Art. 12 do Código de Ética da Magistratura não limita liberdade de expressão judicial

Ao regulamentar a relação entre os membros do Poder Judiciário e a imprensa, o Código de Ética da Magistratura Nacional (Resolução CNJ n. 60/2008) estabelece critérios que assegurem, de um lado, a força normativa dos princípios da liberdade de expressão e da publicidade dos atos emanados do Estado (art. 5º, IV, art. 37, caput , e art. 93, IX, da CF/1988), e, de outro, a prudência, atributo inerente ao exercício da judicatura.
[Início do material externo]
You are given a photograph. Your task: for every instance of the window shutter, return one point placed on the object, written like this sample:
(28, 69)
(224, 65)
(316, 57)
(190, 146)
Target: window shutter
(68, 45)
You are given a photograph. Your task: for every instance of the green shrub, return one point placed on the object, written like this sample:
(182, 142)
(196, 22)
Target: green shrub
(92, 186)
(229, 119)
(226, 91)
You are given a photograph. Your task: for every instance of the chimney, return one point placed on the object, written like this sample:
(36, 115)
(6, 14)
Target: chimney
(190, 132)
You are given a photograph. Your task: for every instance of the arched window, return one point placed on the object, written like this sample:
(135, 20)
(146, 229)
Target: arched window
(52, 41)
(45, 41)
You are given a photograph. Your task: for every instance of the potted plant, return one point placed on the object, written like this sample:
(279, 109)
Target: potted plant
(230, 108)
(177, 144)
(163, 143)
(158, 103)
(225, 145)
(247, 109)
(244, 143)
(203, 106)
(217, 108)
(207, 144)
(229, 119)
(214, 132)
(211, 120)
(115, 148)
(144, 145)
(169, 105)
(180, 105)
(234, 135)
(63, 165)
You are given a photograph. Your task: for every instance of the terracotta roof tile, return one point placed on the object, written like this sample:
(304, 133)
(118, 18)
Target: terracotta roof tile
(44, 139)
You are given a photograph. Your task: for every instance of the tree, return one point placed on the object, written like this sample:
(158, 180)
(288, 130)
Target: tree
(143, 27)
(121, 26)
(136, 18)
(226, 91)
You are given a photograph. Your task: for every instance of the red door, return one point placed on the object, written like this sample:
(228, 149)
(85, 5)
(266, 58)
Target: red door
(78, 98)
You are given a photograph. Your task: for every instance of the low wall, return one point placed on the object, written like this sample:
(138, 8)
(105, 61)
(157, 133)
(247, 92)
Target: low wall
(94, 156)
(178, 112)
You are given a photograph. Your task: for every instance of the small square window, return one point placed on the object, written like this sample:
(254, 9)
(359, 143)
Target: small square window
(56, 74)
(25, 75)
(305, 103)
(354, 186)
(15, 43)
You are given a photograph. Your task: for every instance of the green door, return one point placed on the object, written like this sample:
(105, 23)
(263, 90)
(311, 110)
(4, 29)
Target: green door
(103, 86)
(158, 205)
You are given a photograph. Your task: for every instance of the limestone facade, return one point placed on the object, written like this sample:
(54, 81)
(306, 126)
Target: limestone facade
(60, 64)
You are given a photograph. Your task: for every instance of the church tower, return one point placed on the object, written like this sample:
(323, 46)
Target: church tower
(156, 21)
Na hipótese tem-se que a Corte de origem constatou que a magistrada não discorreu, em entrevista à imprensa, diretamente sobre o conteúdo dos autos, motivo pelo qual considerou que a defesa não demonstrou como a magistrada teria incorrido em uma das hipóteses legalmente previstas, que motivasse eventual suspeição para o julgamento da causa. Nesse sentido, da atenta análise do art. 12 do Código de Ética da Magistratura Nacional, aprovado pelo Conselho Nacional de Justiça - CNJ, em linha com o que estabelece o art. 36, III, da Lei Complementar n. 35/1979, destaque-se que não há impedimento ao livre exercício do direito de manifestação do Juiz.